Frustrated PenisYou know you’ve been having sex too fast for too long when you begin to hope the lube is not flammable.

Google finished the search phrase for me and turned up loads of pages for delayed ejaculation, known medically as “retarded ejaculation”… and I’d have to agree. For the first time in my life I’m taking a prescribed pharmaceutical which targets my brain and it’s having some interesting effects that my doctor failed to mention.

Loss of libido is on the list of side effects. I’ll admit mine may have been turned back a notch, but when you huff and puff and blow against a wind storm it’s really hard to notice any affect. What I have noticed is harder, more durable morning wood and sexual staying power that rivals the endurance of porn’s Viagra popping pros.

Do you ever wish you could go back and visit your younger self to offer guidance? I’d show up on the doorstep of the 18 year old me and advise me/him to buy stock in Microsoft. I would tell him not to sweat the small stuff, to appreciate the people closest to him, that sex is an intimate connection between people which does not revolve around his penis, and then I’d hand him a fist full of these pills.

I spent longer than I care to admit beating my younger self up for disappointingly early “results” in the sack. It took learning techniques, both physical and mental, to get past what was exacerbated by fear of failing my partner. Her orgasm was definitive validation of me as both a man and a sex machine. In my mind, if she failed to climax then she blamed me for the failure… her pleasure was my responsibility and duration seemed key to the equation.

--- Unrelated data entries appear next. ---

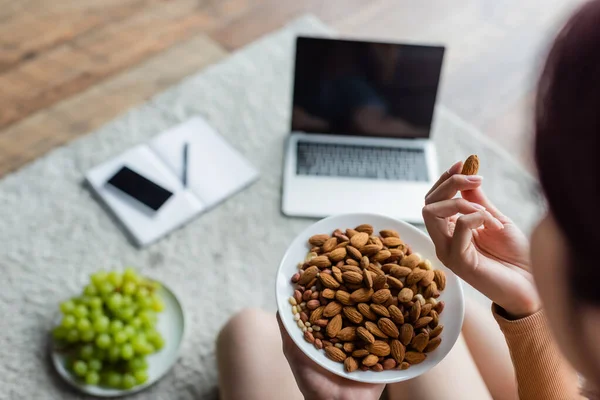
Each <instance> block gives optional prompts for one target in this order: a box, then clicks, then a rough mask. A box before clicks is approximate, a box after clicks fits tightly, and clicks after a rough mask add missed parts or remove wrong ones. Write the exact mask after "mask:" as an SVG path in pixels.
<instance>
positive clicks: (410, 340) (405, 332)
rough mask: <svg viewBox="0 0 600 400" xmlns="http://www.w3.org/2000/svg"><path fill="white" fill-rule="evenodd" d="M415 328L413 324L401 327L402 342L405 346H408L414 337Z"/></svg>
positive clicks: (408, 324)
mask: <svg viewBox="0 0 600 400" xmlns="http://www.w3.org/2000/svg"><path fill="white" fill-rule="evenodd" d="M414 332H415V331H414V328H413V326H412V325H411V324H404V325H402V326H401V327H400V341H401V342H402V344H403V345H405V346H408V344H409V343H410V342H411V340H412V337H413V335H414Z"/></svg>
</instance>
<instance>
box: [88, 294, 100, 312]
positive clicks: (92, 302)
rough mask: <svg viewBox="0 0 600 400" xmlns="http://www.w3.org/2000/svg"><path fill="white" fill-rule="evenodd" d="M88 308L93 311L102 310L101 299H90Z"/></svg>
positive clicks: (92, 298) (91, 298) (93, 296)
mask: <svg viewBox="0 0 600 400" xmlns="http://www.w3.org/2000/svg"><path fill="white" fill-rule="evenodd" d="M90 308H91V309H92V311H93V310H96V309H102V299H101V298H100V297H98V296H93V297H91V298H90Z"/></svg>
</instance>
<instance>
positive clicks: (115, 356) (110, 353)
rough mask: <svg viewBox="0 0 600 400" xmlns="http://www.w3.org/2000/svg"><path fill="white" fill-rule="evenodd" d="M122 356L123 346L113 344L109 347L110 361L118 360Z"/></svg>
mask: <svg viewBox="0 0 600 400" xmlns="http://www.w3.org/2000/svg"><path fill="white" fill-rule="evenodd" d="M120 357H121V346H119V345H113V346H112V347H111V348H110V349H108V359H109V361H113V362H114V361H117V360H118V359H119V358H120Z"/></svg>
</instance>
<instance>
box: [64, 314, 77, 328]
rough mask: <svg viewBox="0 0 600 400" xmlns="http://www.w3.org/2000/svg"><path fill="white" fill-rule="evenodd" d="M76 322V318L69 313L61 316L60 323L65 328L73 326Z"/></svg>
mask: <svg viewBox="0 0 600 400" xmlns="http://www.w3.org/2000/svg"><path fill="white" fill-rule="evenodd" d="M76 324H77V319H76V318H75V317H74V316H72V315H70V314H68V315H65V316H64V317H63V319H62V321H61V322H60V325H61V326H63V327H64V328H67V329H69V328H73V327H74V326H75V325H76Z"/></svg>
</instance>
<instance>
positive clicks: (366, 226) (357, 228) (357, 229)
mask: <svg viewBox="0 0 600 400" xmlns="http://www.w3.org/2000/svg"><path fill="white" fill-rule="evenodd" d="M354 230H355V231H358V232H365V233H367V234H368V235H369V236H370V235H372V234H373V226H372V225H369V224H362V225H359V226H357V227H356V228H354Z"/></svg>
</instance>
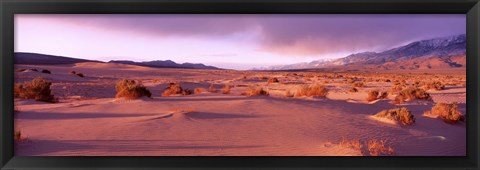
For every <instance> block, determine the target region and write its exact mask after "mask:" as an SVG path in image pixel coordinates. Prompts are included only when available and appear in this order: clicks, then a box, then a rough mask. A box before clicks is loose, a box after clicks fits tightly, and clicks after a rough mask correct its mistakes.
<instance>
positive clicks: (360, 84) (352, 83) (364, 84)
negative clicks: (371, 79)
mask: <svg viewBox="0 0 480 170" xmlns="http://www.w3.org/2000/svg"><path fill="white" fill-rule="evenodd" d="M352 86H353V87H365V83H363V82H354V83H352Z"/></svg>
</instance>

Interestingly, the tables have turned and it is now she who comes first (and second, and third…) while I have trouble getting there. As the partner not achieving orgasm, do I blame her performance? No! Again, I blame me (more rightfully this time) and until we realized the meds were at fault she blamed herself for not being stimulating enough.

You might think this sounds fantastic, lasting all night and giving her orgasm after orgasm until she begs you to stop. It is! Well… it would be if we were on vacation and not just trying to get some intimate release squeezed in before bed on a weeknight. All the pleasure is there without loss of sensation but I’m stuck on a plateau and unable to approach that edge where loss of control begins. I’m a sex machine without an off button.

The thing I wanted for so long when I was younger has become a reality… and I don’t like it, the grass is not really as green as I hoped. It’s true that Jane’s pleasure is of primary focus for me when we have sex and so the extra time she spends writhing in orgasmic bliss is awesome! But she also gets satisfaction from my pleasure (well, I do too) so when the fun stretches on and on and she gets sore from all the action it takes away from the experience.

I get distracted by thoughts of the bed falling apart, pistons pounding in an over-revved engine, and wondering if that is really smoke I’m smelling. But the reality is I’m fucking a beautiful woman, it all feels fantastic, she loves me dearly, and we’re sharing a moment of intimate connectedness which grounds a lifetime relationship. It is enriching, reaffirming, and lifts us up to better appreciate each other. In other words, the sex does not revolve around my penis.

That said… the delayed orgasm I eventually achieve after the marathon build up is nothing less than spectacular! So there is that. I suppose my problems are not really problems.